Animate spherical pendulum

Question

I want to plot the position of Spherical pendulum.

First I tried to plot the simple pendulum:

DSolve[{y''[t] == -y[t], y[0] == Pi/2, y'[0] == 0}, y[t], t]
(* {{y[t] -> 1/2 Pi Cos[t]}} *)

then manipulate $t$

Manipulate[
ParametricPlot[{Sin[ 1/2 Pi Cos[t]], -Cos[1/2 Pi Cos[t]]}, {t, 0, n},
    PlotRange -> 1,PlotStyle -> Red], {n, 0.1, 2Pi, 0.01}]

I want to do same thing for spherical pendulum.

These are differential equations of the spherical pendulum page,3

sys := {θ''[t] == ϕ'[t]^2 Cos[θ[t]] - g/l Sin[θ[t]], ϕ''[t] == 
    (-2 ϕ'[t] θ'[t] Cos[θ[t]])/Sin[θ[t]]}

with initial condition

ic := {θ[0] == π/2, θ'[0] == 0, ϕ[0] == π/2, ϕ'[0] == 1} 

I tried:

sol = NDSolve[{θ''[t] == ϕ'[t]^2 Cos[θ[t]] - g/l Sin[θ[t]], 
    ϕ''[t] == (-2 ϕ'[t] θ'[t] Cos[θ[t]])/Sin[θ[t]], θ[0] == π/2, 
    θ'[0] == 0, ϕ[0] == π/2, ϕ'[0] == 1} /. {g -> 9.81, l -> 1}, {θ, ϕ}, {t, 0, 10}] 
x[t_] := Evaluate[(Sin[θ[t]] Cos[ϕ[t]]) /. sol] 
y[t_] := Evaluate[(Sin[θ[t]] Sin[ϕ[t]]) /. sol]
z[t_] := Evaluate[Cos[θ] /. sol]

ParametricPlot3D[{x[t], y[t], z[t]}, {θ, 0, 2 π}, {ϕ, -π, π}]

but it doesn't work

Answer 1

A few changes give the desired result.

sol = Flatten@
    NDSolve[{θ''[t] == ϕ'[t]^2 Cos[θ[t]] - g/l Sin[θ[t]], ϕ''[t] == 
    (-2 ϕ'[t] θ'[t] Cos[θ[t]])/Sin[θ[t]], θ[0] == π/2, θ'[0] == 0, 
    ϕ[0] == π/2, ϕ'[0] == 1} /. {g -> 9.81, l -> 1}, {θ, ϕ}, {t, 0, 10}] 
x[t_] := Evaluate[(Sin[θ[t]] Cos[ϕ[t]]) /. sol] 
y[t_] := Evaluate[(Sin[θ[t]] Sin[ϕ[t]]) /. sol] 
z[t_] := Evaluate[Cos[θ[t]] /. sol] 
ParametricPlot3D[{x[t], y[t], z[t]}, {t, 0, 10}]

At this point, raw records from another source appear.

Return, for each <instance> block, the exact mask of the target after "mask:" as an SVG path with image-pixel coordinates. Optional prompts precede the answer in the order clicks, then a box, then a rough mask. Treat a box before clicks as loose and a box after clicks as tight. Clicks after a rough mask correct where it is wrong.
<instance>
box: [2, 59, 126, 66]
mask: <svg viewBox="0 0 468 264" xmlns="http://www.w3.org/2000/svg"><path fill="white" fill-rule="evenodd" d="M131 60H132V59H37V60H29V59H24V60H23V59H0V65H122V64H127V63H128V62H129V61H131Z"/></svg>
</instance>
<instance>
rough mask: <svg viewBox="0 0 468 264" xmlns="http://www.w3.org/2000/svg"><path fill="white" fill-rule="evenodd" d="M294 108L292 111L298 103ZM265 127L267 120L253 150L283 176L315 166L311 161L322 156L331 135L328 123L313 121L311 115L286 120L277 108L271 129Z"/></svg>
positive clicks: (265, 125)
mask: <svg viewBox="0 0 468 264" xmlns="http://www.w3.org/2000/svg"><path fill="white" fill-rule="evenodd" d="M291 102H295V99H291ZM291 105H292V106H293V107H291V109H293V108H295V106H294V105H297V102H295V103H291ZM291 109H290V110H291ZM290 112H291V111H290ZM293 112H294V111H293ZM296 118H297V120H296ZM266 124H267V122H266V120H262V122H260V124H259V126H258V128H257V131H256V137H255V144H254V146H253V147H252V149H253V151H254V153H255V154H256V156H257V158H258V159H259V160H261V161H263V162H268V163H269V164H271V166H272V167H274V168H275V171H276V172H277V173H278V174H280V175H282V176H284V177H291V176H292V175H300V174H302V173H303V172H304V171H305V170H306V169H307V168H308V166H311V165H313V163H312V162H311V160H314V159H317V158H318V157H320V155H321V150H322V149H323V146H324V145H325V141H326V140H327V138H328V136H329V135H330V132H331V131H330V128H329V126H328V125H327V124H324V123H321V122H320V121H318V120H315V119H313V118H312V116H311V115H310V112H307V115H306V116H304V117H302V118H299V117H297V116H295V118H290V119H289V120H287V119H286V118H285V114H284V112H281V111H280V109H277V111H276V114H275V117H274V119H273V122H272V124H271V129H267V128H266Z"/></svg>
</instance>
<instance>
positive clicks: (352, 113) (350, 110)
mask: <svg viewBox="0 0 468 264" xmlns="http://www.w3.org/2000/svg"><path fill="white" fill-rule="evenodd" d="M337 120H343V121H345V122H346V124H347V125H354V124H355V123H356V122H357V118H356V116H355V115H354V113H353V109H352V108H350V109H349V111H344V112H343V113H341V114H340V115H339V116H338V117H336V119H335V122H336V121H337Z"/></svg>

By the way, replacing the last four lines by

ParametricPlot3D[{Sin[θ[t]] Cos[ϕ[t]], Sin[θ[t]] Sin[ϕ[t]], Cos[θ[t]]} /. sol, {t, 0, 10}]

is a bit simpler. Also, there is no need to use SetDelayed to define sys and ic. Use Set instead.